Alors, lentement, Leto réduisit la vitesse et déposa doucement Alia sur le sol. Elle n’était plus qu’une loque haletante.

Il se pencha sur elle. « J’aurais pu vous projeter à travers le mur, dit-il. Cela aurait sans doute été préférable, mais nous sommes à présent au centre du combat et vous méritez votre chance. »

Le regard d’Alia, affolé, allait de droite à gauche.

« J’ai conquis ces vies intérieures, reprit Leto. Regardez Ghani. Elle aussi, elle peut…»

« Alia, l’interrompit Ghanima. Je peux te montrer…»

« Non ! » La poitrine d’Alia s’enfla et des voix se firent entendre par sa bouche, des mots qui semblaient arrachés, désunis, violents, implorants.

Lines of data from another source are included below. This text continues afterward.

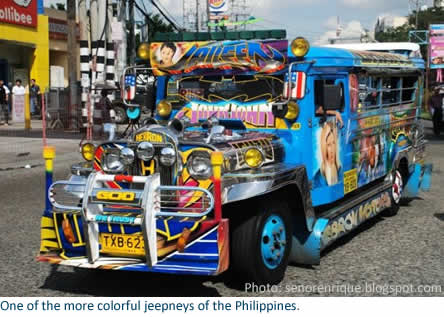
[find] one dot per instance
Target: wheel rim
(397, 187)
(273, 241)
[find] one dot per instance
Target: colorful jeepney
(261, 153)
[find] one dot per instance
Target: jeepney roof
(340, 57)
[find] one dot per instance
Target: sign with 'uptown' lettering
(21, 12)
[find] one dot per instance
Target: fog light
(293, 111)
(145, 151)
(67, 231)
(167, 156)
(127, 156)
(88, 151)
(254, 158)
(300, 47)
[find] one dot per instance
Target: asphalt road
(402, 255)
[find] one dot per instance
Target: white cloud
(352, 29)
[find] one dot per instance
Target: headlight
(254, 158)
(127, 156)
(145, 151)
(167, 156)
(112, 163)
(293, 111)
(88, 151)
(144, 51)
(300, 47)
(164, 109)
(199, 165)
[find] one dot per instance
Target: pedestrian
(34, 95)
(435, 105)
(4, 98)
(18, 89)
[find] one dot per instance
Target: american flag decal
(130, 87)
(297, 88)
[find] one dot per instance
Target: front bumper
(205, 246)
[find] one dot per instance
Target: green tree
(401, 34)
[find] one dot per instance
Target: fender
(244, 185)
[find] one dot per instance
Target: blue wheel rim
(273, 241)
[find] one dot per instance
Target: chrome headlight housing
(145, 151)
(112, 162)
(199, 165)
(167, 156)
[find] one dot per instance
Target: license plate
(123, 244)
(149, 137)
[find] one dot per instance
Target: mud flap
(308, 250)
(426, 181)
(419, 179)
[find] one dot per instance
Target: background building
(387, 22)
(24, 42)
(58, 48)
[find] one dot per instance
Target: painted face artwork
(166, 54)
(329, 172)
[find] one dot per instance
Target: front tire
(395, 194)
(261, 243)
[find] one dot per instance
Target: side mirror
(331, 97)
(280, 110)
(129, 88)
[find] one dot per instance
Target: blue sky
(313, 19)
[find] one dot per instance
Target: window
(321, 88)
(378, 91)
(241, 88)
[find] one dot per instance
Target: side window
(375, 92)
(320, 85)
(391, 91)
(409, 88)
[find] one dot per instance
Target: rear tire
(261, 244)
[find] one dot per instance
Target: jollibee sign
(21, 12)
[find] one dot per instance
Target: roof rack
(219, 36)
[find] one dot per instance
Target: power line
(164, 15)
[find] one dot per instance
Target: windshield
(224, 88)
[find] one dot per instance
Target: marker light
(143, 51)
(254, 158)
(293, 111)
(88, 151)
(300, 47)
(164, 109)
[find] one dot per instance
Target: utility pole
(72, 61)
(197, 15)
(208, 16)
(132, 42)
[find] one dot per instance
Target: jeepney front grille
(166, 172)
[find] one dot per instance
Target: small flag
(130, 87)
(297, 88)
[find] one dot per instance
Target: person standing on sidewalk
(4, 107)
(34, 94)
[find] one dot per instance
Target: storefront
(24, 42)
(58, 48)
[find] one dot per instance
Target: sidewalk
(20, 148)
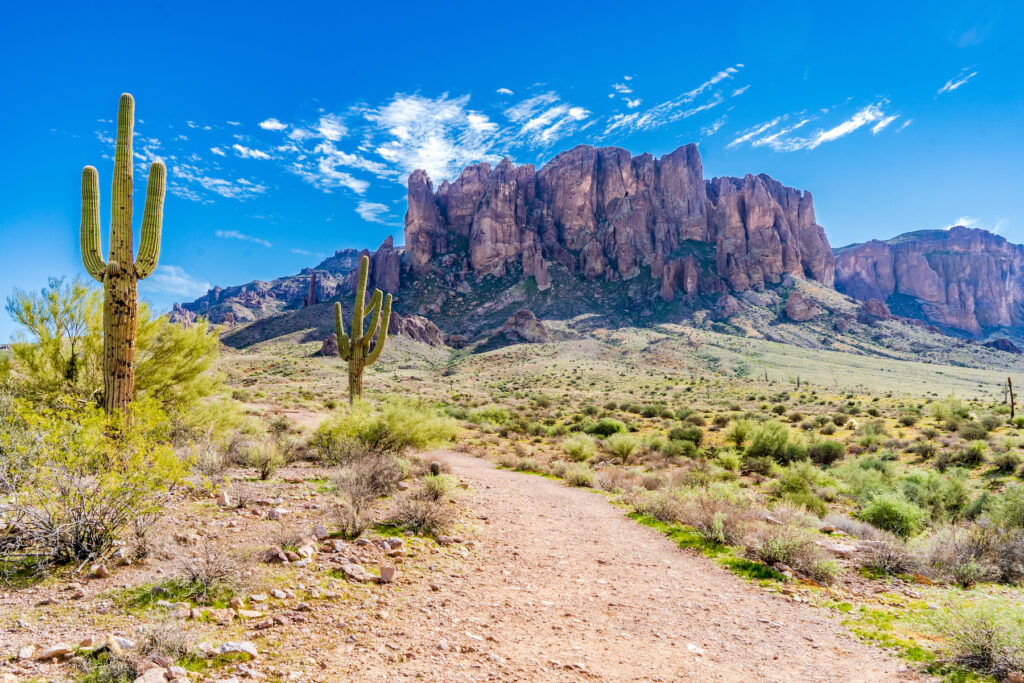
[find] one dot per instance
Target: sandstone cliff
(963, 279)
(603, 214)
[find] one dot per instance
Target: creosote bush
(76, 479)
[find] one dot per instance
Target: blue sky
(289, 131)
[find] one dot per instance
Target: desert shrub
(1007, 509)
(984, 635)
(973, 431)
(908, 418)
(807, 500)
(942, 497)
(76, 478)
(693, 434)
(792, 547)
(580, 447)
(825, 452)
(657, 504)
(396, 425)
(676, 449)
(489, 415)
(758, 465)
(972, 455)
(738, 432)
(207, 575)
(421, 515)
(729, 461)
(435, 486)
(769, 440)
(580, 475)
(718, 514)
(891, 556)
(1007, 462)
(622, 445)
(894, 514)
(60, 351)
(606, 427)
(363, 481)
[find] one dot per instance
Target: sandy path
(564, 587)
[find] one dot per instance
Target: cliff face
(961, 279)
(604, 214)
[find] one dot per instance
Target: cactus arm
(344, 349)
(375, 318)
(385, 318)
(121, 235)
(90, 224)
(153, 217)
(360, 297)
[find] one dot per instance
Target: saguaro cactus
(355, 348)
(120, 274)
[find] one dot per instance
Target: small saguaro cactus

« Tu vois ? Pourquoi n’as-tu pas écouté ? Pourquoi fais-tu cela ? Que se passe-t-il ? (Et une autre voix, encore.) Arrêtez ! Faites-les arrêter ! »

Jessica mit la main sur ses yeux pour ne plus voir et elle sentit que Farad’n la soutenait.

« Je vais te tuer ! gronda Alia. (Des jurons abominables montèrent de sa gorge.) Je vais boire ton sang ! »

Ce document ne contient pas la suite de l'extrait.